Lesson in Tax Incidence

Apparently FAA taxes are temporarily suspended since congress has failed to act on renewing them. And it appears airlines are charging rates as if they were still collecting the tax. Any student of economics will recognize this as an issue of tax incidence. The fact that the price to the consumer remains unchanged, suggests that the incidence of the tax fell entirely on the airlines (suppliers). Rather than being angry this is something to be happy about. It means that consumers weren't harmed by the FAA taxes in the first place, and it also means demand for flying is highly elastic. The quote at the end of the block below suggests this might be true:
Several aviation taxes expired after midnight Friday when Congress failed to reauthorize the Federal Aviation Administration, which collects the revenue. The suspended taxes could save passengers 10% to 15% on their ticket prices, but most U.S. carriers have boosted fares to the levels ticket prices would have been with the taxes still in place, allowing the airlines to take in roughly an extra $25 million a day, says Rick Seaney of FareCompare.com.
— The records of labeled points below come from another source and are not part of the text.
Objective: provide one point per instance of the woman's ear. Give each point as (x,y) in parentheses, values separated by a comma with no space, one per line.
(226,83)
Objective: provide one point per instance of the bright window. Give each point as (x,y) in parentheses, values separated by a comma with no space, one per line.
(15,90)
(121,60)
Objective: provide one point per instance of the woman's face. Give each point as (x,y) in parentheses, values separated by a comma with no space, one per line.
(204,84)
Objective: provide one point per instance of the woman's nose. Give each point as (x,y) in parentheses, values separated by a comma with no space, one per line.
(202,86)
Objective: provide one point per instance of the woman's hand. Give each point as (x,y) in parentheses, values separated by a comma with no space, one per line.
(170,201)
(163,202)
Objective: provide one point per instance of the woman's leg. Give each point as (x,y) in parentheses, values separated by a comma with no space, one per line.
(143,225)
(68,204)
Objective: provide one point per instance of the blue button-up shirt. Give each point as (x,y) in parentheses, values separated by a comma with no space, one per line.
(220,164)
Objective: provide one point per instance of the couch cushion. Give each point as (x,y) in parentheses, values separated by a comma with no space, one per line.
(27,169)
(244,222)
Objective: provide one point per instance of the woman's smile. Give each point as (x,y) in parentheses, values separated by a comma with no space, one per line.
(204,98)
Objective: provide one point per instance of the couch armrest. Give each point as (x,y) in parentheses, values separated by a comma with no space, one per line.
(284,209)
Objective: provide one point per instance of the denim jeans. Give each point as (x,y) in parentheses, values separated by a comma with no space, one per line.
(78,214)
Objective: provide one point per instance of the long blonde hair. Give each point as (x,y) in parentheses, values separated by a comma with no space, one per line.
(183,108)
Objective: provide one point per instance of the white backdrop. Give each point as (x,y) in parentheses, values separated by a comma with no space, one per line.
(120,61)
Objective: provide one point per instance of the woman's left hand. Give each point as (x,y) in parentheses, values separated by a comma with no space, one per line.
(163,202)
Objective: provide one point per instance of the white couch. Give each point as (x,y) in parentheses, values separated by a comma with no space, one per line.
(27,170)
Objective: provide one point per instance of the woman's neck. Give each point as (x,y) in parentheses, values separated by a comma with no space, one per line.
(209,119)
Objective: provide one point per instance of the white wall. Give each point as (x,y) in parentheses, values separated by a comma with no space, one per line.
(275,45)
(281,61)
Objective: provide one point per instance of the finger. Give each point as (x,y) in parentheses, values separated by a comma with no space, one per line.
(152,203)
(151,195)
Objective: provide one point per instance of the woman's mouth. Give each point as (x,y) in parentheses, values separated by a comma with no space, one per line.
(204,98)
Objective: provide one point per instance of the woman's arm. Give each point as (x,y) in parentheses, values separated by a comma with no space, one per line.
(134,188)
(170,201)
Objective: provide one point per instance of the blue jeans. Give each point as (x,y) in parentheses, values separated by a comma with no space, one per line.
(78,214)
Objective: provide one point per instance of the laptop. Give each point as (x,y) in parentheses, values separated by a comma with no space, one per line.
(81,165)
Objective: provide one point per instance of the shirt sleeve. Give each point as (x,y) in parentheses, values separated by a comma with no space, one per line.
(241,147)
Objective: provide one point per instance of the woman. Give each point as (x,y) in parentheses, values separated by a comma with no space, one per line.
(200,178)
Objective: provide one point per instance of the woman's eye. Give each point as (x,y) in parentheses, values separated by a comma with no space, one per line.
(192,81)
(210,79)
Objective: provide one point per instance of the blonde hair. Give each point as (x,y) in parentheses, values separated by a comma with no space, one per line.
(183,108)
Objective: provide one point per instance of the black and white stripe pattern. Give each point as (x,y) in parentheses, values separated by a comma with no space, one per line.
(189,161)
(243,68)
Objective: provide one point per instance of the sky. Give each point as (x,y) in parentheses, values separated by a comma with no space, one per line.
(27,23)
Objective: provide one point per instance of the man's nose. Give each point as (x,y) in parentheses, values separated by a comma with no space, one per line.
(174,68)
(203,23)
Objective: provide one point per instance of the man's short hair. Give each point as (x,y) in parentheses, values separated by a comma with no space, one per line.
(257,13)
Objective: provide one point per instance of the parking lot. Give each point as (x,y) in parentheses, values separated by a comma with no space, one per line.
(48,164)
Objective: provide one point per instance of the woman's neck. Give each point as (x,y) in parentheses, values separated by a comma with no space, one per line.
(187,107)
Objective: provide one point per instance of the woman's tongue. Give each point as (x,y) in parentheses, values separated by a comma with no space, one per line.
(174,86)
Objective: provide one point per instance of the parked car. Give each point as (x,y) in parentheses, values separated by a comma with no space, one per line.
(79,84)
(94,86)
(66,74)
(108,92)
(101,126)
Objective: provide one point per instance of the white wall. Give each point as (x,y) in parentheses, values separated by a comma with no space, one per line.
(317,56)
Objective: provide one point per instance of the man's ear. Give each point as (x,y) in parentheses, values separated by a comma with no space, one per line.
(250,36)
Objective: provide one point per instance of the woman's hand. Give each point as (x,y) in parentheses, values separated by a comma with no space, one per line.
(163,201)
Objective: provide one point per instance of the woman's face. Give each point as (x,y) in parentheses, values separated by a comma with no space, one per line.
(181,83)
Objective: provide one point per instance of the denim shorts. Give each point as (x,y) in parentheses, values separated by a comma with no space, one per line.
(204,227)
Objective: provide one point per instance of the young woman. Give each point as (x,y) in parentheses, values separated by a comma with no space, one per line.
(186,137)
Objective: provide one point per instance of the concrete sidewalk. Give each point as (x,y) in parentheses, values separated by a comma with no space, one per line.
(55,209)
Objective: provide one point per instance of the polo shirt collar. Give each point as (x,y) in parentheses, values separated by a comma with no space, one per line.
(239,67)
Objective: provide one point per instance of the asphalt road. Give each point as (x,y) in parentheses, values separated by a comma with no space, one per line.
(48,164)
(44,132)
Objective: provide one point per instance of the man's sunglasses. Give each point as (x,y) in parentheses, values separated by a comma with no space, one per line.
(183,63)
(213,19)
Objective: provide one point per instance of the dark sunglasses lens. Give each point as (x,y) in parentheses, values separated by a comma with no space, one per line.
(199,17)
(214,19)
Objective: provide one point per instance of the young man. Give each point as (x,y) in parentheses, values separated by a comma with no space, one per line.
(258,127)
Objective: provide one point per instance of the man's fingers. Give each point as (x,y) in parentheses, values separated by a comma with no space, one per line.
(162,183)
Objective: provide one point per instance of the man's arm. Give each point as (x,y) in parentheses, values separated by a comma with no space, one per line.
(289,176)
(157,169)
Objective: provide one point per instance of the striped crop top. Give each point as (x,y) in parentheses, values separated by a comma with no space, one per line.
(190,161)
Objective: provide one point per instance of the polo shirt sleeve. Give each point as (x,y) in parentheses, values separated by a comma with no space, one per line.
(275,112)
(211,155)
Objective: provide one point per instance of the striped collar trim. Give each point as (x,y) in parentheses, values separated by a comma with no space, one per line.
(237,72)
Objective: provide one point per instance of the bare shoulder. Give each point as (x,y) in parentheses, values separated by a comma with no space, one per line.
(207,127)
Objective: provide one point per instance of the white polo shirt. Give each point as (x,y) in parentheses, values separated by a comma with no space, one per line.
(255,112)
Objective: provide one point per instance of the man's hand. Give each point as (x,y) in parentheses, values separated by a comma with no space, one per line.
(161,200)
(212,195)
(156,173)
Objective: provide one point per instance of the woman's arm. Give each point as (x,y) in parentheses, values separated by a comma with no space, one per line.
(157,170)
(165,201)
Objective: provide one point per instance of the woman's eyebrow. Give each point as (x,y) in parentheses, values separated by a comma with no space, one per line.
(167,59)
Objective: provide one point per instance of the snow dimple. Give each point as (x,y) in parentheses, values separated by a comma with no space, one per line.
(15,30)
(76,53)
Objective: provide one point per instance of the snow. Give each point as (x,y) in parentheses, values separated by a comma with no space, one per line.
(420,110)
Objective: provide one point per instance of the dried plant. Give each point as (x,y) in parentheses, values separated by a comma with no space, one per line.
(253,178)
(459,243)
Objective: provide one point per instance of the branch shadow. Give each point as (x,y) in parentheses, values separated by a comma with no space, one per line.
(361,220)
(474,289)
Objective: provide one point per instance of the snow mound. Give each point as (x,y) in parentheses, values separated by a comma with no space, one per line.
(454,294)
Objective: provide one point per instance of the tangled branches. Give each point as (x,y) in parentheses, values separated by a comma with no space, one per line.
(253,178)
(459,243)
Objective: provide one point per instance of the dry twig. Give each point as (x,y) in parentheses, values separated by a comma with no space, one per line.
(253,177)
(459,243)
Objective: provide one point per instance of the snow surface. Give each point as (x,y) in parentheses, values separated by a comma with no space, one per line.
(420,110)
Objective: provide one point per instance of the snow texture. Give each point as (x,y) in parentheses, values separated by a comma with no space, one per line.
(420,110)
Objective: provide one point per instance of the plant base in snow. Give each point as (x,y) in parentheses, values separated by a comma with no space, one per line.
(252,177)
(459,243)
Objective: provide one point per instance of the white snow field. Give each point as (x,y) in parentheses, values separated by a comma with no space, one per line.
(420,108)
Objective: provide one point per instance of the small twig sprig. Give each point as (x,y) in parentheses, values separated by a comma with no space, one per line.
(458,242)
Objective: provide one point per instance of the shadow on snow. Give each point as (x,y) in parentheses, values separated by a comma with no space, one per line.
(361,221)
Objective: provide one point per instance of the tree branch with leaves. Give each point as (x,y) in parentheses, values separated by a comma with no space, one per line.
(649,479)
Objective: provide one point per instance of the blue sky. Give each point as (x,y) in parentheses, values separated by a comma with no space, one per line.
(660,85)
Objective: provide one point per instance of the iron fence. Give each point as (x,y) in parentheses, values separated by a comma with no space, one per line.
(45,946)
As of Tuesday, only Spirit and Alaska seemed to be bucking the trend, Seaney says.

Frequent fliers have noticed.

"While I respect any business' right to set prices as they see fit, this is another example of the airline 'gotcha game,'" says Steven Gordon, a sales manager who lives in Virginia Beach. "It is getting to the point that I feel better about buying a used car than an airline ticket."

1 comment:

joe said...

>The fact that the price to the consumer remains unchanged, suggests that the incidence of the tax fell entirely on the airlines (suppliers). …. and it also means demand for flying is highly elastic.


I would think that the supply of airline seats is relatively inelastic in the short run, given that flying demand is highly elastic any perceived short term reduction to costs would not prompt airlines increase the supply.